Khanna, a member of the Congressional Progressive Caucus, noted that progressives have been open to compromise all along the way—coming down from a $6 trillion budget bill to a $3.5 trillion budget bill, offering to front-load the benefits and shorten their life in order to get the measure within reach of Democratic moderates. But how do you compromise, Khanna wondered, when Sinema won’t lay down a marker?
“What’s mindboggling is you have unanimity in the House—tomorrow the Speaker could get a deal in the House on a number,” Khanna said, adding that he believed at least 48 Democratic senators could also back that deal, and probably Manchin too.
“This is not progressive versus moderates,” he said, “this is the entire Democratic Party and Joe Biden versus Kyrsten Sinema.”
Khanna went on to say that no one appears to know what Sinema wants—not her colleagues, not the president, not even House moderates.

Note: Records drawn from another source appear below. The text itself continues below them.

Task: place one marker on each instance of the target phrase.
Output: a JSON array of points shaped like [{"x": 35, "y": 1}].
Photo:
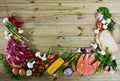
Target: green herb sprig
[
  {"x": 8, "y": 69},
  {"x": 106, "y": 14},
  {"x": 106, "y": 60}
]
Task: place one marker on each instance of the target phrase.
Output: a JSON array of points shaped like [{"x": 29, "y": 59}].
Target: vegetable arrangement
[{"x": 20, "y": 61}]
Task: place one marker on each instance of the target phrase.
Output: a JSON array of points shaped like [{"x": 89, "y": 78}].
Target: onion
[
  {"x": 22, "y": 72},
  {"x": 15, "y": 53},
  {"x": 68, "y": 72},
  {"x": 15, "y": 71}
]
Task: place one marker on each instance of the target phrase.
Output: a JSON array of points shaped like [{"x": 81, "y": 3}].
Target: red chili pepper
[{"x": 14, "y": 21}]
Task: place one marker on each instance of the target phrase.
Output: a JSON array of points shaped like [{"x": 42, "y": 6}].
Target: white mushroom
[
  {"x": 96, "y": 31},
  {"x": 111, "y": 71},
  {"x": 105, "y": 26},
  {"x": 108, "y": 20},
  {"x": 38, "y": 54},
  {"x": 79, "y": 50},
  {"x": 102, "y": 52},
  {"x": 104, "y": 21},
  {"x": 20, "y": 30},
  {"x": 113, "y": 57},
  {"x": 94, "y": 45},
  {"x": 5, "y": 20},
  {"x": 28, "y": 73},
  {"x": 10, "y": 34},
  {"x": 30, "y": 65},
  {"x": 99, "y": 16},
  {"x": 6, "y": 32},
  {"x": 44, "y": 57}
]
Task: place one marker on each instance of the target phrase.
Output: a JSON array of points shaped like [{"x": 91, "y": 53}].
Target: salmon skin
[{"x": 87, "y": 64}]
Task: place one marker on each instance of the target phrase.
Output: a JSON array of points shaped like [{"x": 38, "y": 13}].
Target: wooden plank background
[{"x": 60, "y": 23}]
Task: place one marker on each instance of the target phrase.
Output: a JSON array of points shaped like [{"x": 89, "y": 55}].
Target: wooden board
[{"x": 59, "y": 23}]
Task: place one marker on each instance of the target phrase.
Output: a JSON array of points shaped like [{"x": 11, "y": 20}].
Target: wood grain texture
[{"x": 59, "y": 23}]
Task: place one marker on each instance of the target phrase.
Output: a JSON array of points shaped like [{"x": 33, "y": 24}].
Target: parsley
[
  {"x": 106, "y": 60},
  {"x": 8, "y": 69},
  {"x": 106, "y": 15}
]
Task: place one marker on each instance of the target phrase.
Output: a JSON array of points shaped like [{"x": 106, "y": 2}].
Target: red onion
[
  {"x": 68, "y": 72},
  {"x": 15, "y": 53}
]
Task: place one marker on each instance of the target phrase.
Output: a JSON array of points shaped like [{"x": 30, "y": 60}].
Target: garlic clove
[
  {"x": 5, "y": 20},
  {"x": 28, "y": 73}
]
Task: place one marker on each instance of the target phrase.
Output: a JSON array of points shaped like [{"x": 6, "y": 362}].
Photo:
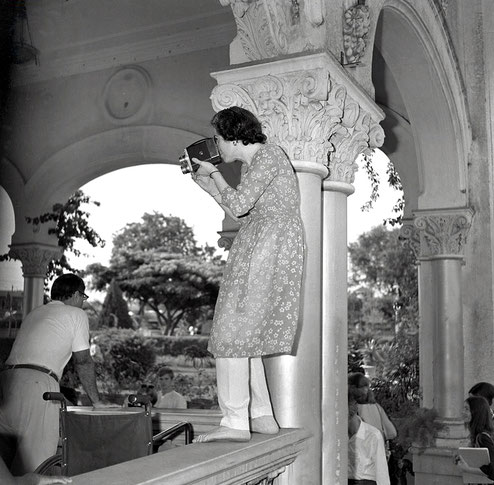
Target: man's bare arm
[{"x": 85, "y": 369}]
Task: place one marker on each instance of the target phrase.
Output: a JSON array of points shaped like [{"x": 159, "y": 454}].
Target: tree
[
  {"x": 384, "y": 277},
  {"x": 115, "y": 312},
  {"x": 158, "y": 262},
  {"x": 72, "y": 225}
]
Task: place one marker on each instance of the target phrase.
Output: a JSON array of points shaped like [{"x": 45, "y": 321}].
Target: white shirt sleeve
[{"x": 382, "y": 474}]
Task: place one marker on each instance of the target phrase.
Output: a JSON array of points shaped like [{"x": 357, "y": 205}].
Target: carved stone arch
[
  {"x": 76, "y": 164},
  {"x": 417, "y": 53}
]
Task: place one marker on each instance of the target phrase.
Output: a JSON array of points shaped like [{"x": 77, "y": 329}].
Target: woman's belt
[{"x": 34, "y": 367}]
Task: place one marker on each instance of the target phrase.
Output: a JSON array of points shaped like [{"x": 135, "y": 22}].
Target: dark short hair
[
  {"x": 165, "y": 371},
  {"x": 237, "y": 123},
  {"x": 483, "y": 389},
  {"x": 66, "y": 285},
  {"x": 481, "y": 417}
]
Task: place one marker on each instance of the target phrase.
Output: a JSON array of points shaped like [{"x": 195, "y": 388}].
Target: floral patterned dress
[{"x": 258, "y": 304}]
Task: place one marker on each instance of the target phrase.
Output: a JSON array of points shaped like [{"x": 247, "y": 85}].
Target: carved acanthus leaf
[
  {"x": 410, "y": 237},
  {"x": 34, "y": 258},
  {"x": 264, "y": 27},
  {"x": 293, "y": 108},
  {"x": 356, "y": 133},
  {"x": 443, "y": 233}
]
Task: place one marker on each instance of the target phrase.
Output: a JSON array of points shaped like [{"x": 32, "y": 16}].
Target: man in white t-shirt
[
  {"x": 367, "y": 463},
  {"x": 49, "y": 336},
  {"x": 167, "y": 396}
]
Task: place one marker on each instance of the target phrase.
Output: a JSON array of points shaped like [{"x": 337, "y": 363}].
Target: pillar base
[{"x": 434, "y": 466}]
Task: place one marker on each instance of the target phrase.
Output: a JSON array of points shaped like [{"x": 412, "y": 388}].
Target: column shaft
[
  {"x": 448, "y": 337},
  {"x": 334, "y": 333},
  {"x": 295, "y": 380}
]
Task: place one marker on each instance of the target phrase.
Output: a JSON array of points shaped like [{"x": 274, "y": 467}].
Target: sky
[{"x": 126, "y": 194}]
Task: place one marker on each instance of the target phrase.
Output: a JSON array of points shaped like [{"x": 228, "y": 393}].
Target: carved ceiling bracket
[
  {"x": 356, "y": 26},
  {"x": 309, "y": 106},
  {"x": 271, "y": 28},
  {"x": 443, "y": 233},
  {"x": 34, "y": 257}
]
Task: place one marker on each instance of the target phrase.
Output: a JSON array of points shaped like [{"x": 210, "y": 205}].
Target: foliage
[
  {"x": 71, "y": 225},
  {"x": 393, "y": 181},
  {"x": 383, "y": 282},
  {"x": 419, "y": 428},
  {"x": 199, "y": 390},
  {"x": 115, "y": 312},
  {"x": 127, "y": 357},
  {"x": 158, "y": 262}
]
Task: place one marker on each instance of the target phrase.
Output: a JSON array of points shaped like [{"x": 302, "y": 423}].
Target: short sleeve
[
  {"x": 81, "y": 331},
  {"x": 265, "y": 167}
]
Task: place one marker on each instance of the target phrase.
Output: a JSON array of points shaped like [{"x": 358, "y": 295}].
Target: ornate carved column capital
[
  {"x": 309, "y": 106},
  {"x": 272, "y": 28},
  {"x": 410, "y": 236},
  {"x": 34, "y": 257},
  {"x": 443, "y": 233}
]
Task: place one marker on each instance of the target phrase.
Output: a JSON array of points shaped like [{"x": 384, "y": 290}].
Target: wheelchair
[{"x": 94, "y": 439}]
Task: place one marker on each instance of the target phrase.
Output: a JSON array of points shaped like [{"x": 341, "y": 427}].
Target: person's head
[
  {"x": 165, "y": 379},
  {"x": 148, "y": 390},
  {"x": 483, "y": 389},
  {"x": 69, "y": 288},
  {"x": 477, "y": 416},
  {"x": 360, "y": 386},
  {"x": 236, "y": 128},
  {"x": 353, "y": 419}
]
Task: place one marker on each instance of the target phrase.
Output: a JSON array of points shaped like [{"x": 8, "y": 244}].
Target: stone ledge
[{"x": 206, "y": 464}]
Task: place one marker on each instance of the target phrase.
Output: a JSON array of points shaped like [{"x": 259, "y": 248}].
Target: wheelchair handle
[
  {"x": 139, "y": 399},
  {"x": 53, "y": 396}
]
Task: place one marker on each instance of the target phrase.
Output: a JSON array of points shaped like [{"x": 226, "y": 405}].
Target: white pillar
[
  {"x": 295, "y": 380},
  {"x": 334, "y": 333},
  {"x": 34, "y": 258}
]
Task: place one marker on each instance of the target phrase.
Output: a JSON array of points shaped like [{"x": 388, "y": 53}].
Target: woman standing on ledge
[{"x": 257, "y": 309}]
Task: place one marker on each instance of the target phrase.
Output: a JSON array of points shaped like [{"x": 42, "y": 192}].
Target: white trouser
[{"x": 236, "y": 391}]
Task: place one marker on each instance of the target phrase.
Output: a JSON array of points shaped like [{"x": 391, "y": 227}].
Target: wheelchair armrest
[
  {"x": 139, "y": 399},
  {"x": 49, "y": 463},
  {"x": 159, "y": 438},
  {"x": 53, "y": 396}
]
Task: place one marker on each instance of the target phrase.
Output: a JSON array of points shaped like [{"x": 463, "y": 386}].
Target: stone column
[
  {"x": 34, "y": 258},
  {"x": 322, "y": 119},
  {"x": 443, "y": 236},
  {"x": 358, "y": 132}
]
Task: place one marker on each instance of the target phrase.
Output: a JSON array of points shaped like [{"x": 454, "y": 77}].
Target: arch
[
  {"x": 75, "y": 165},
  {"x": 425, "y": 89}
]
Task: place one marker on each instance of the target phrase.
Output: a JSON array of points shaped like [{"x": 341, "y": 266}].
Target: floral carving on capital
[
  {"x": 443, "y": 233},
  {"x": 410, "y": 237},
  {"x": 34, "y": 258},
  {"x": 358, "y": 132},
  {"x": 292, "y": 107}
]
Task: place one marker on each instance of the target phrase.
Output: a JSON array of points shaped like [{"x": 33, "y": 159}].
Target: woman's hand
[
  {"x": 205, "y": 168},
  {"x": 201, "y": 177}
]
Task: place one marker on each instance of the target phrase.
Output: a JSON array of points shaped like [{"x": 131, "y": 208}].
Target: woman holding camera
[{"x": 257, "y": 309}]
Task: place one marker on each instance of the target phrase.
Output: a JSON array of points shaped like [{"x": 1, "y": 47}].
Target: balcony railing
[{"x": 257, "y": 462}]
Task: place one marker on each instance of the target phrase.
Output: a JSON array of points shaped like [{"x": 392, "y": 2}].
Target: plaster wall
[{"x": 478, "y": 64}]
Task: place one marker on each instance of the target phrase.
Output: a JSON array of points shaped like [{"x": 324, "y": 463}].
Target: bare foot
[
  {"x": 264, "y": 425},
  {"x": 222, "y": 433}
]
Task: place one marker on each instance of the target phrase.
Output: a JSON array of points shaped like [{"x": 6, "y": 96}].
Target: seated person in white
[
  {"x": 366, "y": 453},
  {"x": 167, "y": 396}
]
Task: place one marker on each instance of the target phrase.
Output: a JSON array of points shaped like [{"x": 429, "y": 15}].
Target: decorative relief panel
[
  {"x": 356, "y": 25},
  {"x": 34, "y": 258},
  {"x": 443, "y": 233},
  {"x": 126, "y": 92}
]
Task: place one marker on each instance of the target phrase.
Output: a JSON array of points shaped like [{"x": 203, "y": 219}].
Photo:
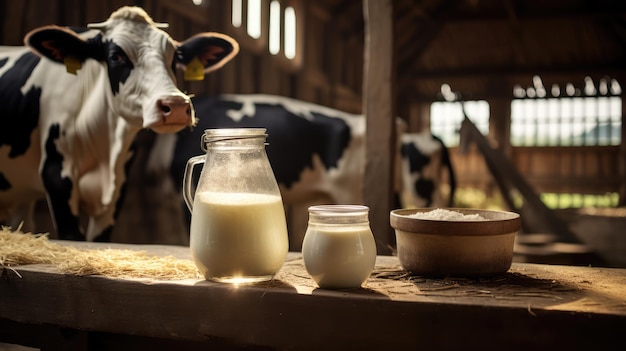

Strong words, but they also appear to be totally on target.
As Politico reported, Sinema has refused to go into detail on the budget bill until the bipartisan infrastructure plan she helped negotiate clears the House.
“During a private meeting with the president, Sinema made clear she’s still not on board with the party’s $3.5 trillion social spending plan and is hesitant to engage on some specifics until the bipartisan infrastructure package passes the House,” wrote Politico.
Meanwhile, House progressives are committed to downing that infrastructure bill unless a firm agreement can be reached between the House, the Senate, and the White House on the Democrats-only budget bill.
“They need to come up with their counteroffer and then we sit down and negotiate from there,” Rep. Pramila Jayapal of Washington State told NBC News’ Sahil Kapur Wednesday afternoon.
As TPM’s Josh Marshal points out, it’s entirely possible that Sinema simply isn’t enough of a policy savant to articulate what she wants done to the $3.5 trillion budget bill and why.
But armed with just enough talking points from powerful corporate lobbyists, Sinema could easily tank everything.
Whatever Sinema thinks she’s doing, she appears to have already secured a primary challenge in her state. A group of Democratic Arizona organizers launched an effort on Wednesday to fund a would-be primary challenger to Sinema in 2024.
“Either Sinema votes to end the filibuster, or we fund a primary challenger,” warned a fundraising page set up by a group called the “Future Primary Challenger of Kyrsten Sinema.”
“If the existential stakes for working families, our democracy , and our planet don’t move her, maybe existential political stakes will,” tweeted Kai Newkirk, founder of the progressive grassroots organization For All.